Balakrishnan didn't want Appukuttan to know that Maya left him, so he hires a woman Mayamohini to act as his wife, but it is revealed that Mayamohini is actually a man named Mohanakrishnan, whom the cops had been searching for. He had been put into a trap by Patella's manager Sanjay. Mohan reveals his true identity to Balakrishnan and he agrees to help him in his quest of finding his father Shankaran Potti, a temple priest. They travel to Mumbai and there they meet Maya, who is actually a club dancer named Katreena. Though confronted, she tells that Pattela is actually a wanted international criminal and she was cheated by him years ago when being tricked to work in his company. In the flashback, it turns out that Shankaran Potti was actually killed by Pattela and Sanjay to get hold of their property. Pattela is opening a new business (which is a fraud company) in town and on the inauguration day has arranged some dance as well.

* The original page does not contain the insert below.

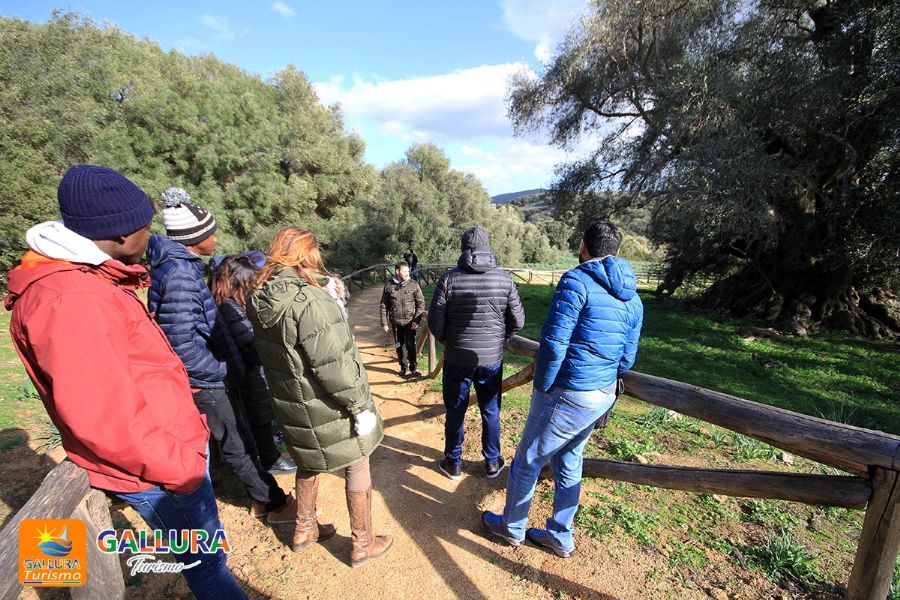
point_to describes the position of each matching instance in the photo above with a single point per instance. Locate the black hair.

Mohan gets dressed up as Mayamohini again. Pattela invites 'her' to his room and tries to spend time with 'her'. In the meantime, the cops arrive to arrest Mohan. 'Mayamohini' reveals her true as Mohan to Pattela and confronts him, Sanjay and their henchmen with Balakrishnan's help. When one of Pattela's henchman tries to kill Balakrishnan, Sanjay gets accidentally killed. Mohan kills Pattela and avenges his father's death. Later, Mohan is released of his charges. Later, Lakshmi's family comes for an alliance with Mayamohini, not knowing the truth. His sister was also with him and her star is revealed to be Chothi much to the delight of Balakrishnan.

==Cast==

- Dileep as Mayamohini /Mohanakrishnan Potti
- Biju Menon as Balakrishnan Nair
- Baburaj as Advocate Lakshmi Narayanan
- Mohan Sharma as Raj Kumar Pattala, the main antagonist
- Vijayaraghavan as Appukuttan Nair, Balakrishnan's maternal uncle
- Lakshmi Rai as Kathreena (Maya)
- Mythili as Sangeetha Raghavan
- Nedumudi Venu as Sankaran Potti, Mohan's father
- Spadikam George as SP "Tiger" Raghavan IPS, Sangeetha's father
- Unnikrishnan Namboothiri as Bhaskaran Nair
- Balachandran Chullikkad as Shankaradi Melpathoor
- Kalabhavan Shajon as Shishubalan
- Madhu Warrier as ACP Anwar IPS
- Joju George as CI John
- Aju Varghese as Keezh Shanthi Vishnu
- Kazan Khan as Sanjay Mishra, the secondary antagonist
- Kochu Preman as "Make up Man" Pappan Parapokkara
- Sadiq as Koshi
- Ponnamma Babu as Dr Susamma Antony
- Bindu Ramakrishnan as Lakshmi's mother
- Ambika Mohan as Saraswathi Antharjanam, Mohan's mother
- Radhika as Swathi
- V.K Baiju as Police Officer
- Naveen Arakkal as Police Officer
- Abu Salim as Benz George
- Santhosh Nair as Sub Registar
- Riyaz Khan (Special appearance in "Mayamohini" song)
- Nishanth Sagar (Special appearance in "Mayamohini" song)
- Mafia Sasi (Special appearance in "Mayamohini" song)
- Nandu Pothuval (Special appearance in "Mayamohini" song)
- Kalabhavan Haneef (Special appearance in "Mayamohini" song)
- Sajitha Betti as Shanthi

==Music==
There are four tracks in the movie, Berny–Ignatius was music director.

===Track listing===

| Song | Singer(s) | Music director | Notes |
|---|---|---|---|
| "Ullil Kothividarum" | Rimi Tomy | Berny–Ignatius | Starcast: Dileep, Biju Menon, Baburaj, Kalabhavan Shajohn |
| "Avanipadam Poothallo" | Biju Narayanan, Rimi Tomy Franco Simon, | Berny–Ignatius | Starcast: Dileep, Biju Menon, Baburaj, Mythili |
| "Harahara Shambho" | Afsal | Berny–Ignatius | Starcast: Dileep, Biju Menon, Baburaj |
| "Haath Le Le" | Sithara, Rony Philip | Berny–Ignatius | Starcast: Dileep, Laxmi Raai, Mythili, Biju Menon |

==Reception==
===Critical response===
Metro Matinee rated the film as Entertaining and said "Mayamohini certainly follows the same old formula, but even then it is a fairly enjoyable ride." Sify rated the film as a Comedy Caper and said "With a briskly paced first half and a more serious second half, Mayamohini still turn out to be a nice option, for the summer holidays."

===Box office===
The film was commercial success. The film grossed ₹16.5 crore from 25 days in Kerala box office. In 50 days it grossed ₹18 crore from Kerala box office. The film collected USD15,631 from UK box office. The film grossed a total of ₹22 crore from the box office.